Together, these reveal the deep learning system’s competency and limits to the human, and in turn the human can know when to trust the deep learning system.
- Python 3.7
- PyTorch >= 1.0.0
- CUDA 9.0
Note: It is recommended to use Anaconda distribution of Python.
The dependencies are available in requirements.txt
The dataset used to train the network are Diabetic Retinopathy images from the Singapore national DR screening Program (SiDRP).
There are 5 classes:
0 - No DR,
1 - Mild,
2 - Moderate,
3 - Severe
4 - Proliferative DR
- Training (train.py): We load the data into PyTorch using
torch.utils.data.DataLoader
after composing various transforms and normalizations. We train a Convolutional Neural Network with ResNet-18 architecture using our dataset of the DR images. - Prediction (prediction.py): We predict the class of the test DR image. We use an ensemble of classifiers, so we get multpile predictions for the test image. We use the average of the softmax layer values over each class to get the predicted class for an image. The predicted logits and probabilities are stored in the file 'res_norotate'.
- Feature attribution (visualization_attribution.py): We attribute the prediction of a neural network network to its input features using two methods - Gradient-weighted Class Activation Mapping (Grad-CAM) and Integrated Gradient method. These methods use the gradients of the target, flowing into the final convolutional layer to produce a coarse localization map highlighting the important regions in the image for the used by the neural network for its predictions. The gradienst are stored in the .npy format.

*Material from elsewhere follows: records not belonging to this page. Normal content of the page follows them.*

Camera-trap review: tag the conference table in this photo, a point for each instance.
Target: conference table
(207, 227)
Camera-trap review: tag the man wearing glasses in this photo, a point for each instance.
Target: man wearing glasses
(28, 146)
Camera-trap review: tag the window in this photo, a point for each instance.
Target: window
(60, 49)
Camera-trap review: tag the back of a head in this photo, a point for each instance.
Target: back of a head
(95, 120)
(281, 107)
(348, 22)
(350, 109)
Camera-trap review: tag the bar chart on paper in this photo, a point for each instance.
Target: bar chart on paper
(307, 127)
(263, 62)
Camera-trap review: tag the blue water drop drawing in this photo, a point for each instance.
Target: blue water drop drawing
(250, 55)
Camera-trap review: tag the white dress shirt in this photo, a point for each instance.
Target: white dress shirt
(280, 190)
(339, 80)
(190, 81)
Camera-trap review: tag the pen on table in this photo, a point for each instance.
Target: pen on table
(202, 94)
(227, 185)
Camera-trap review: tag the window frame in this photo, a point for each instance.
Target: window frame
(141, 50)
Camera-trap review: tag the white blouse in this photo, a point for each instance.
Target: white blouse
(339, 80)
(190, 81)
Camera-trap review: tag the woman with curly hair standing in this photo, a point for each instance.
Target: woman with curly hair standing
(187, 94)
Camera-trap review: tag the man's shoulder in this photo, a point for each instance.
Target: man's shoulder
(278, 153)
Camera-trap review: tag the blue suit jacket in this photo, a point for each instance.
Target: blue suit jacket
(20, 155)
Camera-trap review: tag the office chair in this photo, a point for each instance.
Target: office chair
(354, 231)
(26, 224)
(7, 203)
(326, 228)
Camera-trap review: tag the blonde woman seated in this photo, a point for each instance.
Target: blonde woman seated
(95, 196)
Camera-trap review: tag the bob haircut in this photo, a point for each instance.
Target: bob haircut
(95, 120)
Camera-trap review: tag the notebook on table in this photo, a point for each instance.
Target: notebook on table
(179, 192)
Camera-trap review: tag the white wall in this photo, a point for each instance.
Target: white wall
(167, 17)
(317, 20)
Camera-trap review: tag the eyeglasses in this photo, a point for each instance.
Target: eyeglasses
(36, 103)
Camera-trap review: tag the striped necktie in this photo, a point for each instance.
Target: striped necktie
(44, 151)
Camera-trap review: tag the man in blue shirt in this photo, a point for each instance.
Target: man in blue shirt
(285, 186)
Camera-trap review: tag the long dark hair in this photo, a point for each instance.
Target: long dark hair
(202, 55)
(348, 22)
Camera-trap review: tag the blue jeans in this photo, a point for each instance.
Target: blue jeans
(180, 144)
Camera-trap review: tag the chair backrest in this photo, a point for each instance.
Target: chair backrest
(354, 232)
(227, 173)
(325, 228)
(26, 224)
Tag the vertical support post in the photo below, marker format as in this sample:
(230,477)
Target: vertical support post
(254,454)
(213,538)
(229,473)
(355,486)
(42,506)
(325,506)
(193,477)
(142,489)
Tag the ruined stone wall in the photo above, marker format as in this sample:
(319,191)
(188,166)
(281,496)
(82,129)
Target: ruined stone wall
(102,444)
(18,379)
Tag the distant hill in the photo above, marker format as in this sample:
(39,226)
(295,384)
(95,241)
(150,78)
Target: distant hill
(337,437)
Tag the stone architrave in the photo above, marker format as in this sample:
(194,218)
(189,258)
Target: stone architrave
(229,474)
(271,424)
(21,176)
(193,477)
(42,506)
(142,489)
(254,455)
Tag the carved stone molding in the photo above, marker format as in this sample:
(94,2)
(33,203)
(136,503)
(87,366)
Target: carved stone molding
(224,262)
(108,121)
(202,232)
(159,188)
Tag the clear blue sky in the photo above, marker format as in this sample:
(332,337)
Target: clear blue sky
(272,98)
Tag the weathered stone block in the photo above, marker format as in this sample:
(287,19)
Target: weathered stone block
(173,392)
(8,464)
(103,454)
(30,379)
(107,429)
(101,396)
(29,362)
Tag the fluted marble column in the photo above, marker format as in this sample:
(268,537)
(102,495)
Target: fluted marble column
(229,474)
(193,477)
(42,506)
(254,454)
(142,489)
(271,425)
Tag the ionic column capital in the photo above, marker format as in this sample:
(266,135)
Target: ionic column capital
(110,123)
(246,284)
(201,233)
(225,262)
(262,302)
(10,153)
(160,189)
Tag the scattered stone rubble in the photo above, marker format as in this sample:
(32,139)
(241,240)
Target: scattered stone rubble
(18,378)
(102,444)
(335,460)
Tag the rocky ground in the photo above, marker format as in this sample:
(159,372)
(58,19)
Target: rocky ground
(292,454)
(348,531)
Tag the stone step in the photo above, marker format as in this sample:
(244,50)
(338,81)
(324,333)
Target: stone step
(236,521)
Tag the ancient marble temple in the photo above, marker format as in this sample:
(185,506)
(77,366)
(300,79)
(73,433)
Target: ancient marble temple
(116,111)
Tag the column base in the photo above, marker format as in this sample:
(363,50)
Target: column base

- Visualization (display_image.py): The attributions produced in the .npy files are visualized as a .jpg image. The blue channel signifies positive attribution while the red channel signifies negative attribution of the pixels.

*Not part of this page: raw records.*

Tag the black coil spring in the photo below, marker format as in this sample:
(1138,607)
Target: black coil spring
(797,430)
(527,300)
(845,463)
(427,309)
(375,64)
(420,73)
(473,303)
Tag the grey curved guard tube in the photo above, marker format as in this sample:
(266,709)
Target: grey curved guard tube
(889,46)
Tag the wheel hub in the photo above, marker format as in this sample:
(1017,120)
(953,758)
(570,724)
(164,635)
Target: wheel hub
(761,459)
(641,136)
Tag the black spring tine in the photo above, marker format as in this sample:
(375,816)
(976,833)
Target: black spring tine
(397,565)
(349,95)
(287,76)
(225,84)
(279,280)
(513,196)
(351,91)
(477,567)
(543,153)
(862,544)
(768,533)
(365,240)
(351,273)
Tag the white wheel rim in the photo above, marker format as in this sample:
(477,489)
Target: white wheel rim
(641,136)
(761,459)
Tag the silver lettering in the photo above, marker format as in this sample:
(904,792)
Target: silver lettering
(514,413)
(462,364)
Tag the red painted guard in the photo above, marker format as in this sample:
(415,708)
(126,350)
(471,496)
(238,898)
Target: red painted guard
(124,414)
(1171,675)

- Uncertainty Estimation (uncertainty.py): Uncertainty of the neural network is estimated using measures like standard deviation and entropy of the predictions over multiple runs of the transformed image through the neural network. The effect of uncertain predictions on accuracy of the network is visualized through graphs.

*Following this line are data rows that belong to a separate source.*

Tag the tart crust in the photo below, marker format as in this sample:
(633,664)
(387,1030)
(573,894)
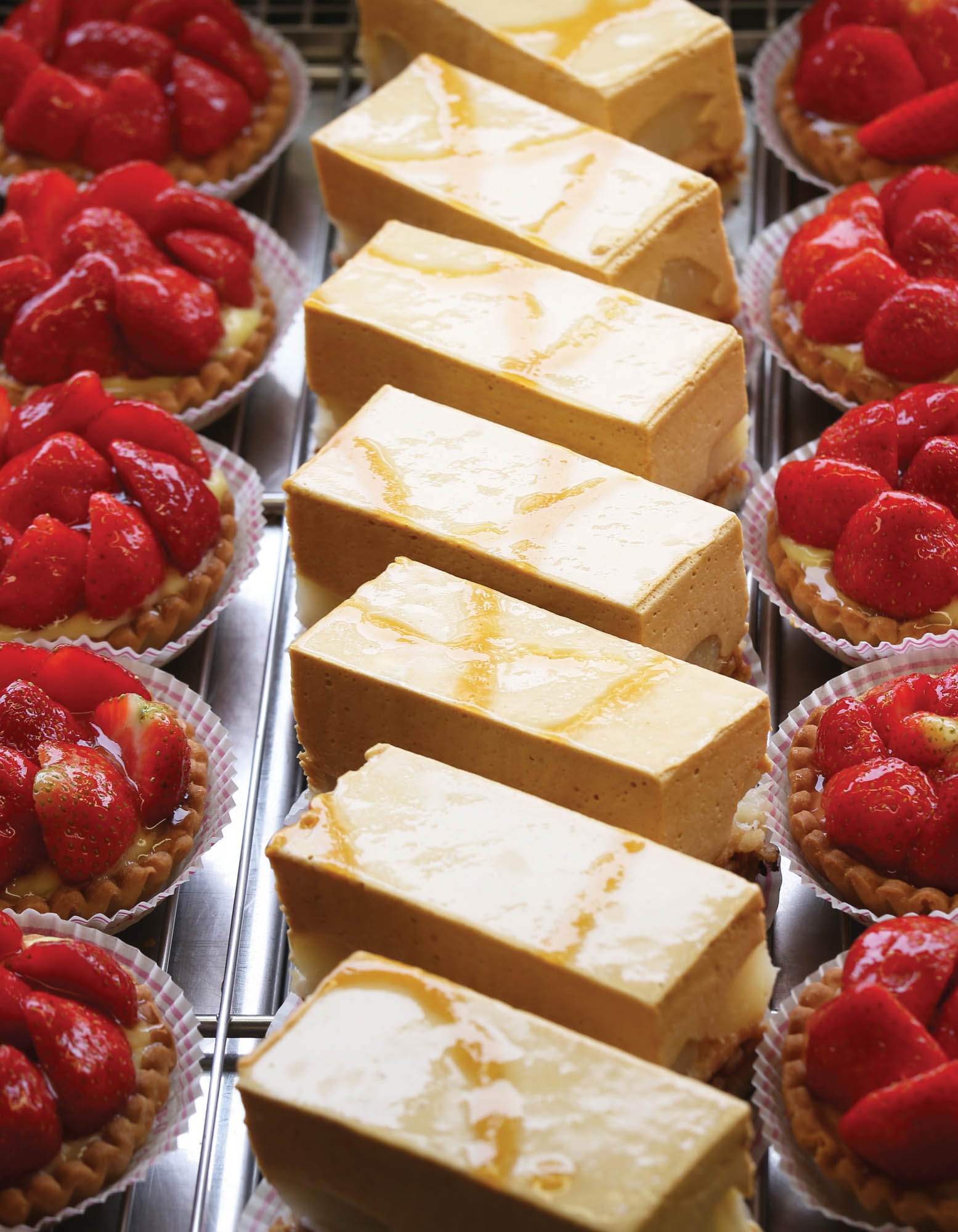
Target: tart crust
(858,883)
(107,1155)
(816,1127)
(267,121)
(134,880)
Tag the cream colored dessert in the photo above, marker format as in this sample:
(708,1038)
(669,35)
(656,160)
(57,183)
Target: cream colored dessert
(489,684)
(660,73)
(434,1108)
(410,477)
(635,384)
(447,151)
(556,914)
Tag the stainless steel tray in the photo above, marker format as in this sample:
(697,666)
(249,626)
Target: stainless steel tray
(222,936)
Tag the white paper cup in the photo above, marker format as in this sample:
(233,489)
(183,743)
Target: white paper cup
(173,1118)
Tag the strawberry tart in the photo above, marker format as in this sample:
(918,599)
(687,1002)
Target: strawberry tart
(874,795)
(864,539)
(870,1072)
(874,88)
(102,789)
(85,1064)
(113,524)
(866,298)
(149,284)
(89,84)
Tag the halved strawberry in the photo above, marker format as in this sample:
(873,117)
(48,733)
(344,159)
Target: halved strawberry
(86,808)
(81,971)
(30,1128)
(917,131)
(899,555)
(152,427)
(866,436)
(177,505)
(86,1059)
(846,737)
(877,810)
(816,498)
(909,1130)
(864,1040)
(154,748)
(124,562)
(845,298)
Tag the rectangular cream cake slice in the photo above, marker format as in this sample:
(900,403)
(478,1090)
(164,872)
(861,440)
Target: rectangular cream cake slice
(582,923)
(490,684)
(436,1109)
(451,152)
(631,383)
(660,73)
(410,477)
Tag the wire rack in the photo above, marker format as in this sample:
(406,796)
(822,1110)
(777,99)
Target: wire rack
(222,937)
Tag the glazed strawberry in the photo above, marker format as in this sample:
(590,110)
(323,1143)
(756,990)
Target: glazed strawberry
(111,232)
(817,498)
(17,61)
(42,581)
(170,320)
(96,51)
(30,1129)
(909,1130)
(124,564)
(152,427)
(913,958)
(85,1058)
(218,261)
(824,241)
(86,808)
(208,40)
(864,1040)
(67,328)
(914,336)
(928,247)
(132,121)
(154,748)
(856,73)
(844,300)
(899,555)
(918,131)
(28,718)
(846,737)
(83,973)
(209,108)
(51,114)
(866,436)
(79,679)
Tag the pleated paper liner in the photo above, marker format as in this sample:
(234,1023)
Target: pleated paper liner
(933,660)
(173,1118)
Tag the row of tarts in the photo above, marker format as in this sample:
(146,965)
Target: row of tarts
(524,905)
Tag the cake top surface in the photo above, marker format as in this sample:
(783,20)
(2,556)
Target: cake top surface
(547,330)
(566,1123)
(469,646)
(583,894)
(556,182)
(513,496)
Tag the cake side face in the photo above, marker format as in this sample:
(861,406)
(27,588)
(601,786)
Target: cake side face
(410,477)
(521,1118)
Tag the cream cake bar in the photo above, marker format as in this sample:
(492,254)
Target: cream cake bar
(410,477)
(585,925)
(631,383)
(451,152)
(489,684)
(660,73)
(434,1108)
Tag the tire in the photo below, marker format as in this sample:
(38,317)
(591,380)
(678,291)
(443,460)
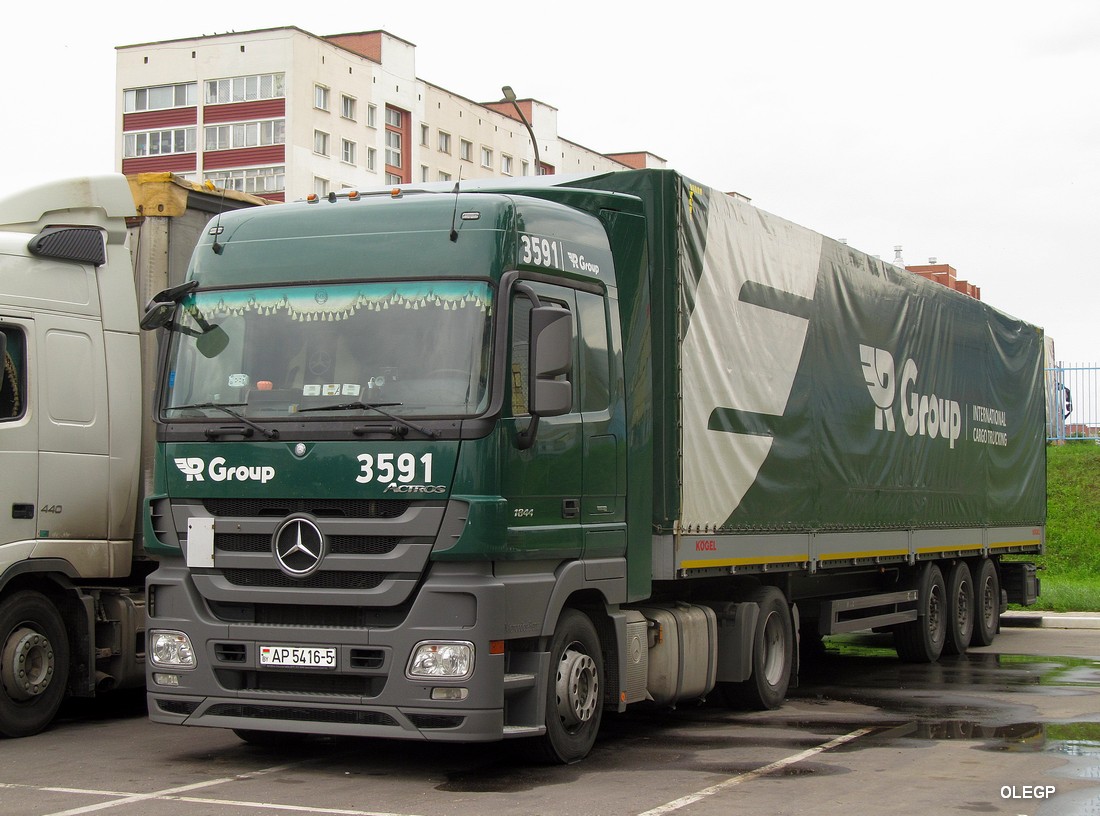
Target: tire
(34,658)
(987,604)
(574,702)
(772,655)
(960,609)
(922,640)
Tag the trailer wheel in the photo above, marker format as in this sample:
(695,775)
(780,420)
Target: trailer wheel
(772,654)
(574,690)
(960,609)
(988,604)
(33,663)
(922,640)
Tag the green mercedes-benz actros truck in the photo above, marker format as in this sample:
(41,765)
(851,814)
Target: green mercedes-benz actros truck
(490,462)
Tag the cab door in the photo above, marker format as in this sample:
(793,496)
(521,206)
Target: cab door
(74,473)
(19,434)
(541,484)
(598,396)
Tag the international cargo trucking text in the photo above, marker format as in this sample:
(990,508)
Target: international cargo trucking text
(488,462)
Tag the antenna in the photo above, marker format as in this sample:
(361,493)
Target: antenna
(217,224)
(454,213)
(509,96)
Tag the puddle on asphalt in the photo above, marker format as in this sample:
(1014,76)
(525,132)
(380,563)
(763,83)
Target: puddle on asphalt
(915,704)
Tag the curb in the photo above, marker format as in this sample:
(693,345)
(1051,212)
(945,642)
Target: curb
(1051,620)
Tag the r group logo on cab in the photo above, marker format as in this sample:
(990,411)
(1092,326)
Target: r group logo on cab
(194,467)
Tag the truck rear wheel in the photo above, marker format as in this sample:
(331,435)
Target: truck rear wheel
(772,654)
(960,609)
(987,604)
(574,690)
(922,640)
(33,663)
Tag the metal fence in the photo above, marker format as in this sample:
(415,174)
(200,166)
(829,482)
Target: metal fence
(1073,403)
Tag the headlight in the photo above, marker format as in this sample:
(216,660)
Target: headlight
(454,660)
(171,649)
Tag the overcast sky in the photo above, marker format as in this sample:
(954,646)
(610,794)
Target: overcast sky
(966,130)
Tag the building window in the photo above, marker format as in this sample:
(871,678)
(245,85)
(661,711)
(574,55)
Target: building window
(393,149)
(185,95)
(256,180)
(244,89)
(158,143)
(348,107)
(244,134)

preprocessing.py shows the preprocessing done on the input image. The preprocessed results are stored as the two .jpeg images in the folder preprocessing_results
.
train.py trains the neural network using the ResNet-18 architecture. The trained model, resnet-18_trained.t7
is stored in the folders models
and networks
. Though we cannot release the data used for training our neural network or the trained model, the script train.py can be used for training with Kaggle, Messidor data or DR images from other sources.
I have created an interactive Flask application (app.py) which runs through the above workflow to give the results. This contains the whole pipeline of the project, such that it can be used by an end-user like a medical professional to upload a Diabetic Retinopathy image and get the required results.
To run:
python app.py
This launches a simple built-in server.- Run local host (http://127.0.0.1:5000/) on the browser.
- Select an image from your computer and upload to the application.
Thus, we automate the whole machine learning and disease detection pipeline, which not only decreases the cost and time required for diagnosis of Diabetic Retinopathy by assisting doctors, but also increases trust of humans in the deep learning system.